21 Nov Age Has Reached its Use-by Date
What would happen if, at our next doctor’s visit, birth dates were scrapped from our medical records? Would we be treated differently?
The question was posed by an expert on ageing and ageism, Ashton Applewhite, this week – but she had the answer handy. Almost definitely.
Treating symptoms as “inevitable” in advanced age, rather than treating conditions, could lead to misdiagnosis, she said. Serious interventions such as CPR, transplants, chemotherapy and dialysis were not age-dependent – and more and more 80- and 90-year-olds were surviving open-heart surgery at rates equal to much younger patients.
“Wouldn’t it be great if physicians had to assess and prescribe based on each person’s physical and mental condition, free of bias about which symptoms were likely to crop up at a given age of life and which were ‘worth treating’?’’ she says in her book This Chair Rocks: A Manifesto against Ageism.
Applewhite’s take – that ageism is wrong alongside racism and sexism – is a welcome antidote to the blame being laid at the feet of older Australians by Treasurer Josh Frydenberg.

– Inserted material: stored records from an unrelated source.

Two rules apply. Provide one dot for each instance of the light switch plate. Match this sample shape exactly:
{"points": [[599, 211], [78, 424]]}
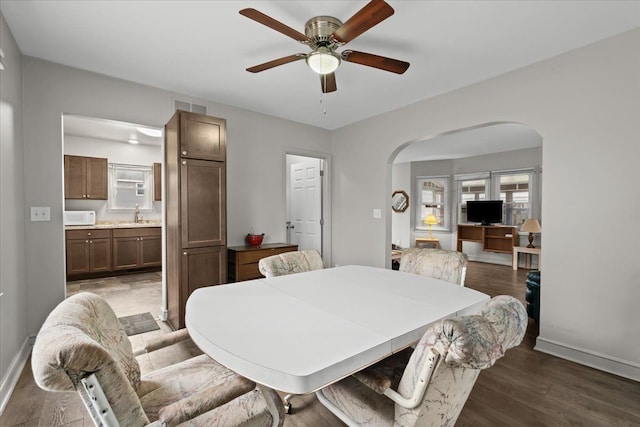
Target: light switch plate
{"points": [[40, 213]]}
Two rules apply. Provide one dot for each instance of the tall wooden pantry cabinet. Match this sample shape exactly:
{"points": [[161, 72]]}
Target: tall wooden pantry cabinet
{"points": [[196, 223]]}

The Treasurer’s comments – that our aged are an “economic time bomb” and now being encouraged to work longer to keep the ship steady – show a disregard for those whose hard work has helped build our economy. But it also entrenches ageist stereotypes. We need to start looking at ageing differently.
Just take these facts:
- About 65 per cent of those aged over 65 have no limitation in major activities.
- Brain imaging, at the age of 80, shows frontal lobe changes that improve our ability to deal with negative emotions such as anger, envy and fear. “Olders experience less social anxiety, and fewer social phobias,’’ Applewhite says.
- Serious mental decline is not a normal part of ageing, most forgetfulness is not Alzheimer’s and 20 per cent of people in their 90s escape cognitive decline entirely. Dementia rates are also actually falling.
- Those aged 85 are more likely to be happier than a 35-year-old. Just one study used by Applewhite – of two million people from 80 nations – showed this: “Whether rich or poor, single or married, child-free or fertile, people were most miserable in middle age and happiest in childhood and at the ends of their lives,” she says.
An “attractiveness penalty” was the result of women being judged more harshly than men for “looking old”.
And our language can be at fault too. Fixed retirement, for example, is a ridiculous notion – even, it seems, to Josh Frydenberg.
When did it become so shameful to grow old? Why are we seen as weaker, and treated as more vulnerable? According to science, we even start to believe it.
Applewhite gives the example of a social experiment where university students were primed with negative age stereotypes “by having them unscramble sentences that included words like forgetful, Florida and bingo”. Afterwards, the students started walking away “measurably more slowly”. “Steps slowed simply because a subliminal script said it was time to totter,” she says.
We actively engage in debates about spending money on old people, when it could be redirected to children. But, she asks, imagine a similar debate on race or sex? It would never happen.
Applewhite’s message attacks directly the claim that we’ll be swamped by older people as baby boomers age. “Another way to look at it is that by 2020 there’ll be one older adult for every child – far better for the children’s welfare than the inverse, when birth rates and infant mortality were high.”
The Royal Commission has already shown how little, as a community, we value a few grey hairs. What would happen if we flipped the debate, and reassessed how we dealt with ageing personally, and in a public sense?
What if we saw advanced years as something to be valued, not dismissed; something to be heard and not hidden; something that will lead to physical decline but not inevitable poor health?
We need to check our own biases, too, I discovered on my daily run – well, it’s more like a slow drunken stagger – yesterday morning.
Someone ran by me. “You’re doing really well,’’ he offered. For a woman? For a Caucasian? Or for a 50-year-old? Thank you, I huffed.
Madonna King was In Conversation with Ashton Applewhite at Griffith University’s Integrity 20 conference on Tuesday night.
Madonna King is a leading journalist and commentator. An award-winning presenter of 612 ABC Brisbane, she has authored 12 books and now works across radio, television and online.